Fig. 5. The target and function of OE-miR-145-BMSC. (A) The qRT-PCR results of KLF4 after the different treatments. (B, C) The IHC results of KLF4 (immunohistochemical staining, ×200). (D) The migration and apoptosis of OE-miR-145-BMSC of each group were evaluated by transwell and TUNEL assays (crystal violet staining, ×200). (E, F) The quantitative analysis of the results of cell migration and apoptosis. (G, I) The TUNEL staining results of CCSMCs in each group. (H, J) The IF staining of α-actin of CCSMCs in each group. The data is represented as the means±standard deviation.
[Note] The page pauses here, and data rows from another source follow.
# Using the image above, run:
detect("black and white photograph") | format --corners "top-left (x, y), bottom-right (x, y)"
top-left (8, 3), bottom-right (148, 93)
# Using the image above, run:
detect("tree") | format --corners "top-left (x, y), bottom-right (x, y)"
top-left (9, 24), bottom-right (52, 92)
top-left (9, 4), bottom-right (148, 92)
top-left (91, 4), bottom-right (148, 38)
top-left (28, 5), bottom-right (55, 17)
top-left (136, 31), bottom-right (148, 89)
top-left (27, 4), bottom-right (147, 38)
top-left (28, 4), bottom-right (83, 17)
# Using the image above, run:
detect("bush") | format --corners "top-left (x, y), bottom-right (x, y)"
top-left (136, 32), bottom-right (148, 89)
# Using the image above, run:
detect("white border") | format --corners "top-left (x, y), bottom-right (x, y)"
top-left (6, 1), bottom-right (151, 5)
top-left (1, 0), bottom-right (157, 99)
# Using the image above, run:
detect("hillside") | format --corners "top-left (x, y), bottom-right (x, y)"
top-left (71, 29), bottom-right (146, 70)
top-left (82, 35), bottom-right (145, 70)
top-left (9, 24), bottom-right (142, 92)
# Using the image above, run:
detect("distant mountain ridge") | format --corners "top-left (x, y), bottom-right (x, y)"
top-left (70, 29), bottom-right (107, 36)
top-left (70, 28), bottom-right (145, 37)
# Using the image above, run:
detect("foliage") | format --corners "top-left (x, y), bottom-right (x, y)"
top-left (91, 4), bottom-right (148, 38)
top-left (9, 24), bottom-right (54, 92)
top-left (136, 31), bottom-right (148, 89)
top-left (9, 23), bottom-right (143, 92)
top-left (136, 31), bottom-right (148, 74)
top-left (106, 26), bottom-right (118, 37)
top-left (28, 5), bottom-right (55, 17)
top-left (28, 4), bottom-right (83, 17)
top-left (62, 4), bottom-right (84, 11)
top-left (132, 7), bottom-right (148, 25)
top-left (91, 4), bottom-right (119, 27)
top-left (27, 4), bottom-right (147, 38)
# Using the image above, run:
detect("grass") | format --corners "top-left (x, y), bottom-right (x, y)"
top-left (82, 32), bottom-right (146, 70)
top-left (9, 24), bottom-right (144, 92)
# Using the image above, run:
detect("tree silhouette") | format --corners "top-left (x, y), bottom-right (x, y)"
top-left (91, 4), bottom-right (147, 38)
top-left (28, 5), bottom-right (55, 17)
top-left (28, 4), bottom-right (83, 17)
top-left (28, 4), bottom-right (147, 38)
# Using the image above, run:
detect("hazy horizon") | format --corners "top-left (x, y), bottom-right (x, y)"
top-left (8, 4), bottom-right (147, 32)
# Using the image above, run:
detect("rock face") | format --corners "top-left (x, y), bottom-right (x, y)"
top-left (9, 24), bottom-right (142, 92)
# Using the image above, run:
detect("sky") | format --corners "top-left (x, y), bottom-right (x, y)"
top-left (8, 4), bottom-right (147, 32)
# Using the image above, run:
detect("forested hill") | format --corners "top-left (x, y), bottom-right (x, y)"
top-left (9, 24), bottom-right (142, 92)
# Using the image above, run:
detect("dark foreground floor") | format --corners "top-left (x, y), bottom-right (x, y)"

KLF4: Krüppel-like factor 4, miR-145: microRNA-145, BMSCs: bone marrow-derived mesenchymal stem cells, PBS: phosphate buffer saline, CCSMCs: corpus cavernosum smooth muscle cells, IF: immunofluorescence, DAPI: 4′,6-diamidino-2-phenylindole. ^*p<0.05 and ^**p<0.01 compared with the control group, scale=100 µm, n=3.
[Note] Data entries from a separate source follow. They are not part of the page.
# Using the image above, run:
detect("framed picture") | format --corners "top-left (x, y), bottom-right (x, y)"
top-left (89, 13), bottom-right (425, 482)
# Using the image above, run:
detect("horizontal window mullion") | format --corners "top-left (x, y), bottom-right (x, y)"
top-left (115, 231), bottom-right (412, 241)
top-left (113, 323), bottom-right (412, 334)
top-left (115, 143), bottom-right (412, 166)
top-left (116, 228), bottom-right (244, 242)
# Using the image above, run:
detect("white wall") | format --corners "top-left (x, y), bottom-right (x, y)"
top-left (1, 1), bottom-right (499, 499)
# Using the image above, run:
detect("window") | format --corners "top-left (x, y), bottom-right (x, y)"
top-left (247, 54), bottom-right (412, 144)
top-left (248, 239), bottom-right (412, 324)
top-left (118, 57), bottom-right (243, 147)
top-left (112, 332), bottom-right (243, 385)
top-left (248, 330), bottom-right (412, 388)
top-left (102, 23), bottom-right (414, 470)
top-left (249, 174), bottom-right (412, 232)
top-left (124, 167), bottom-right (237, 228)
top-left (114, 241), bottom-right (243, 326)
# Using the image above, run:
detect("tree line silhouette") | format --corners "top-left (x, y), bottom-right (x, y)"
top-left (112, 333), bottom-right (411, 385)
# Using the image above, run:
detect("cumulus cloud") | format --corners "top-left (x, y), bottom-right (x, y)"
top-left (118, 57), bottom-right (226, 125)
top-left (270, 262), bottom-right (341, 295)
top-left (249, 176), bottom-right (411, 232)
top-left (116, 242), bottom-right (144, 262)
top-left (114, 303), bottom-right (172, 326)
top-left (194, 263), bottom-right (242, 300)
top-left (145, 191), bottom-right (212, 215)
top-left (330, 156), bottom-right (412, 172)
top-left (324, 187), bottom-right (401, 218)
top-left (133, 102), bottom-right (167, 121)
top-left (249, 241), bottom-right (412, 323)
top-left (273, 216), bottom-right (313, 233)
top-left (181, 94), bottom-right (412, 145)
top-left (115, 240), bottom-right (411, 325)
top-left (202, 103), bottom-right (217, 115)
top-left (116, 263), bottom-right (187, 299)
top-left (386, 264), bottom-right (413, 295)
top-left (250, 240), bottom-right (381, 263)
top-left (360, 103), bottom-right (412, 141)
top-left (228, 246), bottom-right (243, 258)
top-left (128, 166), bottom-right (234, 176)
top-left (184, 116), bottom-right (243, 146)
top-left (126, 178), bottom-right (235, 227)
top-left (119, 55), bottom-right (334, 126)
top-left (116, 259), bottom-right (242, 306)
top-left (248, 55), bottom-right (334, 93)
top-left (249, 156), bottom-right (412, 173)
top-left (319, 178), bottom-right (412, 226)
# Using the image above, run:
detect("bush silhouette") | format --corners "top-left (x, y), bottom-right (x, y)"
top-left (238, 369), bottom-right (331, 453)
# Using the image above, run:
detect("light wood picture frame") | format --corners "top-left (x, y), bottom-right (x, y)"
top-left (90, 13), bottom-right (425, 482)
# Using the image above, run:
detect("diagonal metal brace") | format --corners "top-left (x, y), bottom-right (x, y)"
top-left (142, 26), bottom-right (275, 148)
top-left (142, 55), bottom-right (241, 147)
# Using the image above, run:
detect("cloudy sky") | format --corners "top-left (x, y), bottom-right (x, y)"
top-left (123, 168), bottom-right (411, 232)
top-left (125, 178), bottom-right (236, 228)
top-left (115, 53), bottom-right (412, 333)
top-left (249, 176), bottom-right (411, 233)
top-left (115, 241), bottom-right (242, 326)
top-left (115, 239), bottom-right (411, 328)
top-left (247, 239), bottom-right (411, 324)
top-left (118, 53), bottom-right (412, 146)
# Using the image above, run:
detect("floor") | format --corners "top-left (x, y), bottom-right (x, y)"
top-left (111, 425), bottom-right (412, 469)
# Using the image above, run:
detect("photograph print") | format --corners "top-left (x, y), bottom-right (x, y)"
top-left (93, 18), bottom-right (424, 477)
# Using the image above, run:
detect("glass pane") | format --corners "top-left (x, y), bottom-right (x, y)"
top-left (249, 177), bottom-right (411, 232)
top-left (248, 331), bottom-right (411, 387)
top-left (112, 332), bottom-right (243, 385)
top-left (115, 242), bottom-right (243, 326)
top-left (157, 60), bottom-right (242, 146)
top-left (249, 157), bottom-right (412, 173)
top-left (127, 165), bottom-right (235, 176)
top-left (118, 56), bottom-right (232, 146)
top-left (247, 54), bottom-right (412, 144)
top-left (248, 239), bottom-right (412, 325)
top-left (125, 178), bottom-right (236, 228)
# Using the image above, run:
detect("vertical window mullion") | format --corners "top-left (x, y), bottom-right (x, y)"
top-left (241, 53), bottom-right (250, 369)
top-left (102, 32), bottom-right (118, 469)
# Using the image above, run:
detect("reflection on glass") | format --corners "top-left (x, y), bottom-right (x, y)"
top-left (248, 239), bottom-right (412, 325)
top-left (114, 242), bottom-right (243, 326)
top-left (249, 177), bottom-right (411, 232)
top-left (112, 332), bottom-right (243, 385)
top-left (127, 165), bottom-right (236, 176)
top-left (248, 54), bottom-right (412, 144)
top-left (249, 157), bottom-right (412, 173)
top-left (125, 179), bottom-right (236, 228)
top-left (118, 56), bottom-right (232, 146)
Fig. 6. Schematic diagram illustrates the mechanism by which miR-145 gene modification modulates the traits and fate of BMSCs. In vitro, miR-145 inhibited the apoptosis and migration of BMSCs and promoted the differentiation of BMSCs into SMLCs. In vivo, after the ICI of OE-miR-145-BMSC, the prolonged retention of BMSCs and endothelioid cells were detected. However, no evidence supported that miR-145 modulated the differentiation of BMSCs into SMLCs in vivo. The apoptosis of the CCSMCs and the expression of cell α-actin were modulated by miR-145/KLF4 axis though paracrine. KLF4: Krüppel-like factor 4, miR-145: microRNA-145, BMSCs: bone marrow-derived mesenchymal stem cells, SRF: serum response factor, EdU: 5-ethynyl-2′-deoxyuridine, SMLCs: smooth muscle-like cells, CCSMCs: corpus cavernosum smooth muscle cells, ICI: intracavernous injection, CD31: platelet endothelial cell adhesion molecule-1.